Add these in GitHub → Settings → Secrets and variables → Actions:

  • POSTGRES_CONNECTION_STRING — direct DB URL (CI uses it for migrations)
  • CLOUDFLARE_API_TOKENcreate one, template "Edit Cloudflare Workers"
  • CLOUDFLARE_ACCOUNT_ID — bottom-right of Cloudflare Dashboard home

Successful deploy output looks like:

arduinoPublished your-worker-name (1.23 MiB)
  https://your-worker-name.<account>.workers.dev

Custom Domain#

Add routes in wrangler.jsonc:

jsonc"routes": [
  { "pattern": "yourdomain.com",     "custom_domain": true },
  { "pattern": "www.yourdomain.com", "custom_domain": true }
]

If your DNS is on Cloudflare, this is automatic. wrangler deploy again to apply.

Local Preview#

Three dev modes for different needs:

ModeCommandRuns onDB connectionSecretsWhen to use
Vite dev (fastest)npm run devlocal Node.env direct.envUI / business code, fastest HMR
Workers localwrangler devlocal workerdwrangler.jsonc localConnectionString (direct)local .dev.vars or wrangler.jsoncVerify Workers runtime behavior
Workers remotewrangler dev --remoteCloudflare edgereal Hyperdriveproduction secretsVerify production reality (DB, email, R2, etc.)
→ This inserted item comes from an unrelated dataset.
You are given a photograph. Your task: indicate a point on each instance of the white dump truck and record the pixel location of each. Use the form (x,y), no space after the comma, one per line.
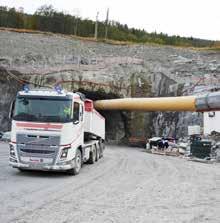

Day-to-day, npm run dev covers 80% of cases. Switch to wrangler dev --remote to verify real Hyperdrive connectivity, Stripe webhook callbacks, R2 bindings, etc.

Troubleshooting#

500 with "missing nodejs_compat"? Check wrangler.jsonc compatibility_flags includes "nodejs_compat".

Hyperdrive can't connect?

  • Ensure the source DB allows Cloudflare IPs (Supabase/Neon allow by default)
  • Re-run wrangler hyperdrive list to confirm the id

Email not sending? Check MAIL_SEND_ENABLED=true and the provider's secrets are set.

Stripe Webhook signature mismatch? Make sure STRIPE_WEBHOOK_SECRET_KEY is the endpoint signing secret (whsec_...), not the API key.